Mme Amina Lotfi, Adjointe aux programmes du BCCM, précise que «les femmes marocaines peuvent faire appel directement au bureau de la Coopération Canadienne, comme elles pourront passer par le biais de l'association Espace point de départ dès qu'elle sera créée».
Le bureau de la Coopération Canadienne au Maroc a déjà entamé des actions, notamment dans le milieu rural «Les programmes auxquels la priorité a été accordée sont ceux qui allègent la corvée des femmes» explique Mme A. Lotfi.
Au sujet de la présence du BCCM au séminaire sur «Le rôle des femmes entrepreneurs dans les économies du Maghreb», Mme A. Lotfi déclare «qu'établir des relations de partenariat entre les femmes canadiennes et marocaines» fait partie des objectifs du bureau, ainsi que déterminer dans quelle mesure la coopération canadienne pourrait intervenir au niveau des transferts de technologie et de la formation.
D'autres organisations travaillent également pour la création d'entreprises, et ont participé aux débats.
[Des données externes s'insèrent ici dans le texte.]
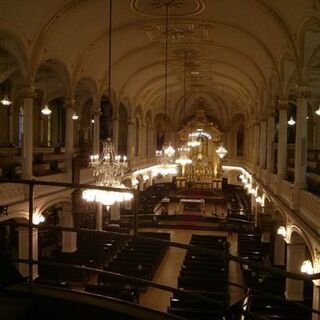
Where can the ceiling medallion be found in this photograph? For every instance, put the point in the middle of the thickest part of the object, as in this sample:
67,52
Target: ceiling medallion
178,8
Ce sont la MADI et l'AMAPPE, qui oeuvrent en tandem. La Société Anonyme de Développement et d'Investissement MADI intervient auprès des jeunes promoteurs et les assiste par le biais de prises de participation. Elle prend la relève de l'AMAPPE à un stade supérieur.
L'AMAPPE (Association Marocaine d'Appui à la Promotion de la Petite Entreprise) offre ses services à tout jeune promoteur. Elle peut intervenir au stade des études de faisabilité, du montage financier et juridique, de l'évaluation des besoins en formation... Interrogée sur ses contacts avec les femmes, Mme A. Chevrel, chargée de mission auprès de l'AMAPPE, souligne «le manque de confiance en elles».
De plus, elle constate deux contraintes auxquelles sont confrontées ces femmes, «l'éloignement familial et les difficultés à amasser l'épargne familiale».